A group of Vision AfriKa grade 11s took the initiative last month and invited the Independent Electoral Commission to come and speak to local students in order to encourage them to vote.
The initial meeting of the Youth Outreach Programme took place at Stellenbosch Library and included not only Grade 11 learners from the Vision AfriKa Kayamandi programme, but students from all of the local schools in the area too.
The initiative was enthusiastically taken up by Zukani Metshane, who works for the IEC but also lives in the Kayamandi township. He was just as keen as the Vision AfriKa grade 11s to encourage young people to get involved in the voting process and become more involved in making decisions that affect their own day-to-day lives.

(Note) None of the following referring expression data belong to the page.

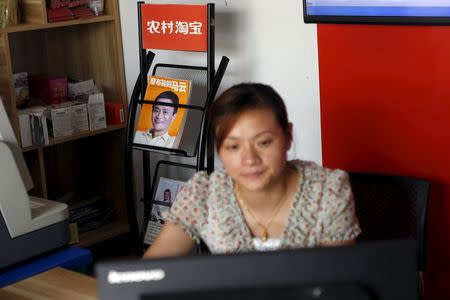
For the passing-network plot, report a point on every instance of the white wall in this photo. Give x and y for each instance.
(266, 42)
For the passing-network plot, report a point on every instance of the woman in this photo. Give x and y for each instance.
(259, 200)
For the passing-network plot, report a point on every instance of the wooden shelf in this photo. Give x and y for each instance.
(85, 163)
(76, 136)
(104, 233)
(38, 26)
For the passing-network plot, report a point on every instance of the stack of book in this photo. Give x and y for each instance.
(62, 10)
(90, 213)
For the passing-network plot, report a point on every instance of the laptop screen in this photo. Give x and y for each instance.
(367, 270)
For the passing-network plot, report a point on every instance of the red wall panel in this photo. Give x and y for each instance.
(385, 107)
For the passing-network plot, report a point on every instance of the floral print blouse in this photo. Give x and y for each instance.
(323, 211)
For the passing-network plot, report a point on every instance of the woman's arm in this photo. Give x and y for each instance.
(338, 243)
(171, 241)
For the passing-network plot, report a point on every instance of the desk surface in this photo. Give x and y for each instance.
(55, 284)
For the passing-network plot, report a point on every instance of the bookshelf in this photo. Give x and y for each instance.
(87, 162)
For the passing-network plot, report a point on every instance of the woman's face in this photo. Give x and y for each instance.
(254, 151)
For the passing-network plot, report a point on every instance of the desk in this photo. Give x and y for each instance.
(54, 284)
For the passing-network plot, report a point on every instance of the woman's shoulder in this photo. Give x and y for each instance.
(316, 172)
(217, 180)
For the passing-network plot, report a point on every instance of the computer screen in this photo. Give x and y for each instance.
(377, 11)
(384, 270)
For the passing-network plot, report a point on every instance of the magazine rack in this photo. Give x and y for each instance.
(194, 144)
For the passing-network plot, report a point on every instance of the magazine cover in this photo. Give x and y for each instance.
(167, 190)
(165, 194)
(161, 125)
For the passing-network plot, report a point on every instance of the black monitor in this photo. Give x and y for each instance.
(368, 270)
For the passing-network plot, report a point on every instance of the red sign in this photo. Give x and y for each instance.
(175, 27)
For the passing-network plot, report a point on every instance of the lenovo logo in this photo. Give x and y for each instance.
(116, 277)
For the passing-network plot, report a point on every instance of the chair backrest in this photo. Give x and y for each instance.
(392, 207)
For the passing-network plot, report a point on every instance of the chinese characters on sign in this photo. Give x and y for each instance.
(175, 85)
(171, 27)
(174, 27)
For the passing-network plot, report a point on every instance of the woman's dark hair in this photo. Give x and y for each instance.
(226, 109)
(171, 96)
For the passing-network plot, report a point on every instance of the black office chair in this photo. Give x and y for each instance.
(392, 207)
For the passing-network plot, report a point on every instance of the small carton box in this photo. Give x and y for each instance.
(81, 90)
(114, 113)
(21, 90)
(59, 119)
(38, 120)
(52, 90)
(79, 117)
(26, 139)
(96, 111)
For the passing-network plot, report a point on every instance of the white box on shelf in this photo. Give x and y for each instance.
(26, 138)
(79, 116)
(38, 121)
(59, 117)
(96, 111)
(81, 90)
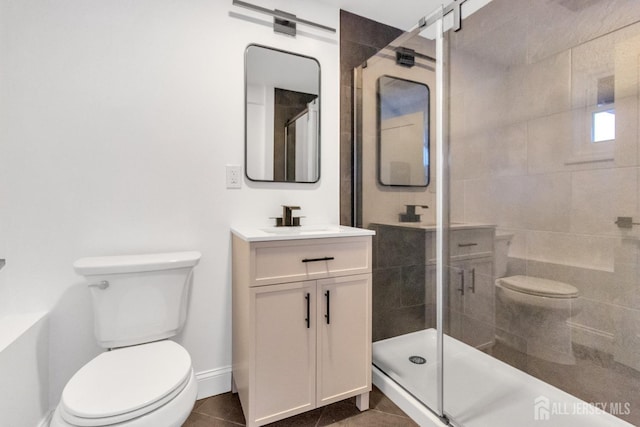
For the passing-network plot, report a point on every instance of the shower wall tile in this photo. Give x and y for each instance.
(626, 151)
(413, 288)
(595, 315)
(592, 252)
(518, 244)
(360, 38)
(546, 197)
(627, 340)
(500, 151)
(399, 247)
(386, 289)
(480, 116)
(599, 196)
(549, 142)
(500, 200)
(540, 89)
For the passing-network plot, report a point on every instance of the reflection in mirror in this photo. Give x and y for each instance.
(282, 119)
(403, 132)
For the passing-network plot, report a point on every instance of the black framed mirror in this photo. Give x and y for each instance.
(282, 116)
(403, 132)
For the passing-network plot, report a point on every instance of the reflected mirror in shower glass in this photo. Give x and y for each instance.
(403, 132)
(282, 116)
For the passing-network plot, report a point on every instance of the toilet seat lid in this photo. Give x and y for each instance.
(540, 287)
(126, 381)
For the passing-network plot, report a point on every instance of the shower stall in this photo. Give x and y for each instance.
(497, 157)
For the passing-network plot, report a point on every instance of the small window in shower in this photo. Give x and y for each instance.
(603, 117)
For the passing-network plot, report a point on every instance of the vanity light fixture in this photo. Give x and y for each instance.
(283, 22)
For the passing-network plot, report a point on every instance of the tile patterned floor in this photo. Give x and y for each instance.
(224, 411)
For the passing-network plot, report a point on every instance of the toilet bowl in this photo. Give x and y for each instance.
(532, 313)
(537, 310)
(146, 380)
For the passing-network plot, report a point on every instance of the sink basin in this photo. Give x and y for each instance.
(251, 234)
(302, 230)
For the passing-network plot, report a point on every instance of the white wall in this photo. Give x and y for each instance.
(116, 120)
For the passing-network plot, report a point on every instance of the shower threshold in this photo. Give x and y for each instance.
(479, 390)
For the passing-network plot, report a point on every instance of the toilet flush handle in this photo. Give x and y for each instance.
(100, 285)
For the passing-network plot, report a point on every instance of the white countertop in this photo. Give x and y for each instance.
(261, 234)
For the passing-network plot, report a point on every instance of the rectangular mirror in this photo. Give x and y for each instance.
(282, 116)
(403, 132)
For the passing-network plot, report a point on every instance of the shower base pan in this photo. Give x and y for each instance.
(479, 390)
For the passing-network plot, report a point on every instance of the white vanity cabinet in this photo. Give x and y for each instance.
(301, 323)
(471, 286)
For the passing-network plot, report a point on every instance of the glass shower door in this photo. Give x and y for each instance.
(397, 154)
(542, 308)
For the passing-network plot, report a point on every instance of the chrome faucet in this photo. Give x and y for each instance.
(410, 215)
(288, 220)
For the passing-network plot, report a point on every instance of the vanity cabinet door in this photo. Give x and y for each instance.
(471, 302)
(344, 337)
(479, 303)
(284, 351)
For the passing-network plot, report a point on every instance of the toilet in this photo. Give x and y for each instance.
(533, 311)
(144, 380)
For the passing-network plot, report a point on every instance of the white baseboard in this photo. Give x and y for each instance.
(214, 381)
(46, 420)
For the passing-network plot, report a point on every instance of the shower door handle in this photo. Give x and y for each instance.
(473, 281)
(461, 288)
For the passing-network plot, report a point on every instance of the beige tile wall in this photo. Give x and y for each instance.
(522, 86)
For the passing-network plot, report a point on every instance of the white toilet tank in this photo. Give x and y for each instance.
(138, 298)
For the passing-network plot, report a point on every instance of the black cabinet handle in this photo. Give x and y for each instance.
(327, 258)
(308, 318)
(327, 316)
(466, 245)
(473, 281)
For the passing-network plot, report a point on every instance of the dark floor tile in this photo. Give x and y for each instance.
(224, 410)
(337, 412)
(381, 403)
(373, 418)
(306, 419)
(223, 406)
(202, 420)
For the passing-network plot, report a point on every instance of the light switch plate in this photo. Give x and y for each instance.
(234, 176)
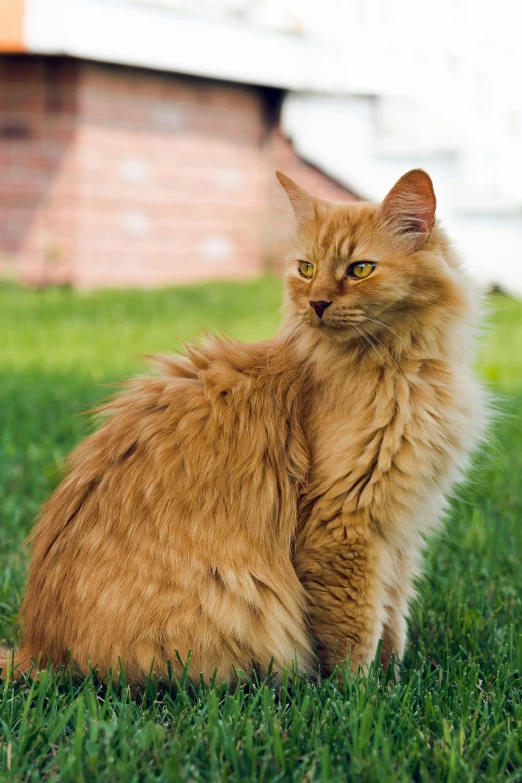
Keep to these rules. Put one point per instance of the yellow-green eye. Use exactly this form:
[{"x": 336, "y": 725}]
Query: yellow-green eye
[
  {"x": 306, "y": 269},
  {"x": 361, "y": 269}
]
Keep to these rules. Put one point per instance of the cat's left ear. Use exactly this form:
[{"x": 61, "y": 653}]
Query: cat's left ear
[
  {"x": 409, "y": 208},
  {"x": 303, "y": 204}
]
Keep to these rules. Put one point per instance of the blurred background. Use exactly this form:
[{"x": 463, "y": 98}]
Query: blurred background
[{"x": 138, "y": 138}]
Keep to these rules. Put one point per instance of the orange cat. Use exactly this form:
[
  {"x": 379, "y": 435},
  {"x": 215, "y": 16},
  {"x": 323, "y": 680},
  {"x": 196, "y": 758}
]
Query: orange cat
[{"x": 270, "y": 501}]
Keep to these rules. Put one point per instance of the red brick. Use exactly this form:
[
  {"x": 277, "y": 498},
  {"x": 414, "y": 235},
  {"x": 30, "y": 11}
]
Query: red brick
[{"x": 198, "y": 202}]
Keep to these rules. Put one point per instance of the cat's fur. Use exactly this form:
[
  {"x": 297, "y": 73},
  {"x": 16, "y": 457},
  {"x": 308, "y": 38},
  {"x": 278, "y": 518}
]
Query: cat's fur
[{"x": 270, "y": 501}]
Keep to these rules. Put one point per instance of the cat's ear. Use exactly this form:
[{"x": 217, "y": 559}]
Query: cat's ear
[
  {"x": 303, "y": 204},
  {"x": 409, "y": 207}
]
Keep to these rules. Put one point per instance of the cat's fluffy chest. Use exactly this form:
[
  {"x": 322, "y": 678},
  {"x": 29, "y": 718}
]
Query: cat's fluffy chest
[{"x": 386, "y": 443}]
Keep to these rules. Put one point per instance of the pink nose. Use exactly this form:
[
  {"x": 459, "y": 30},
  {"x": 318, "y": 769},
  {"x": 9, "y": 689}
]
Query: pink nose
[{"x": 319, "y": 307}]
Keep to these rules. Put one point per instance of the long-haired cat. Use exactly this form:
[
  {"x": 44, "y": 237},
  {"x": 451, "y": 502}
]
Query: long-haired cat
[{"x": 251, "y": 503}]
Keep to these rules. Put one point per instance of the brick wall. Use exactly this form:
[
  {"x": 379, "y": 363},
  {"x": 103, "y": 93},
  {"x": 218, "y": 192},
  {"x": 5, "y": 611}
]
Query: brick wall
[{"x": 120, "y": 176}]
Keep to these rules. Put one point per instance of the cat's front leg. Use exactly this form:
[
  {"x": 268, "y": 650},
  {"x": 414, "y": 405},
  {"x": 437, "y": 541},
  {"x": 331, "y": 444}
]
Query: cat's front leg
[
  {"x": 400, "y": 566},
  {"x": 339, "y": 564}
]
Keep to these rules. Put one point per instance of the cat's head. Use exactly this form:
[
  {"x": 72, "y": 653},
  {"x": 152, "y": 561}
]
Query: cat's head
[{"x": 357, "y": 267}]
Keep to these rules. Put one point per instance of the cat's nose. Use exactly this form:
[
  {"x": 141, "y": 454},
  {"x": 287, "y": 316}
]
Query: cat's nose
[{"x": 319, "y": 307}]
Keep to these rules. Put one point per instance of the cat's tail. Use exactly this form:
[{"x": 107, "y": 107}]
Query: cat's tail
[{"x": 14, "y": 663}]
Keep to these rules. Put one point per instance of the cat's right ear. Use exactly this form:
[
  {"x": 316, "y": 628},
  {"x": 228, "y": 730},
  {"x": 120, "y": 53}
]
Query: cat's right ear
[{"x": 303, "y": 204}]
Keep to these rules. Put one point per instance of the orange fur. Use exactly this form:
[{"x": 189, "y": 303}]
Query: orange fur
[{"x": 270, "y": 501}]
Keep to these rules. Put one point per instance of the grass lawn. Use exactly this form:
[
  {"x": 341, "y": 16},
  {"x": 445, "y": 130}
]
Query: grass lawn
[{"x": 456, "y": 714}]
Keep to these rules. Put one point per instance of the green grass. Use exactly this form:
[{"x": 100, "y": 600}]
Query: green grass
[{"x": 456, "y": 714}]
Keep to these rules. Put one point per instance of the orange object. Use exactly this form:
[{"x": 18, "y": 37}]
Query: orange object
[{"x": 11, "y": 25}]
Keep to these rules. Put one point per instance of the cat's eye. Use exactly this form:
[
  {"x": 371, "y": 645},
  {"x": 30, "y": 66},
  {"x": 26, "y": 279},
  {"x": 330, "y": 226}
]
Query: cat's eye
[
  {"x": 361, "y": 269},
  {"x": 306, "y": 269}
]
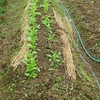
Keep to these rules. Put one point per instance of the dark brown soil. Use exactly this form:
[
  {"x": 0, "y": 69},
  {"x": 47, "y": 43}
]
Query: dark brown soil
[{"x": 51, "y": 83}]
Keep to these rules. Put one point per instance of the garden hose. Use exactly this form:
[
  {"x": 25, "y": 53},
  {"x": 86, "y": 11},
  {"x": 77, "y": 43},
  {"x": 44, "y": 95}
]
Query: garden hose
[{"x": 77, "y": 32}]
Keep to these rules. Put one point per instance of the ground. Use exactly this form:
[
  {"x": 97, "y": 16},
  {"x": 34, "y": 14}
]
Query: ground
[{"x": 51, "y": 82}]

The current problem is that, although South Africa’s population of 53 million is a young one with 66% below the age of 35, less than a quarter of those aged 18 to 19 are registered to vote, according to the IEC.
This figure jumps to 55% among people aged 20 to 29, but is still well below the 77% – the equivalent of 24 million – of registered voters across the adult population as a whole.
But it came to light during the Youth Outreach Programme that a key reason why young people choose not to vote is that they do not believe politicians stick to their promises.
They also feel that their specific interests as a group are not represented and that government at the local level is not transparent. As a result, it is unclear to whom they should go if they have a problem and they feel fobbed off if they do actually find someone to help.
To try and tackle the situation, Metshane took time to explain the importance of each individual exercising their democratic right to vote in order to take part in the national decision-making process and also where best to go to obtain local government support.
The decision was also taken to create a regular Outreach Programme to which each school in the area will be invited to send two representatives. These representatives will work with a number of group coordinators in order to try and effect wider change in the local community.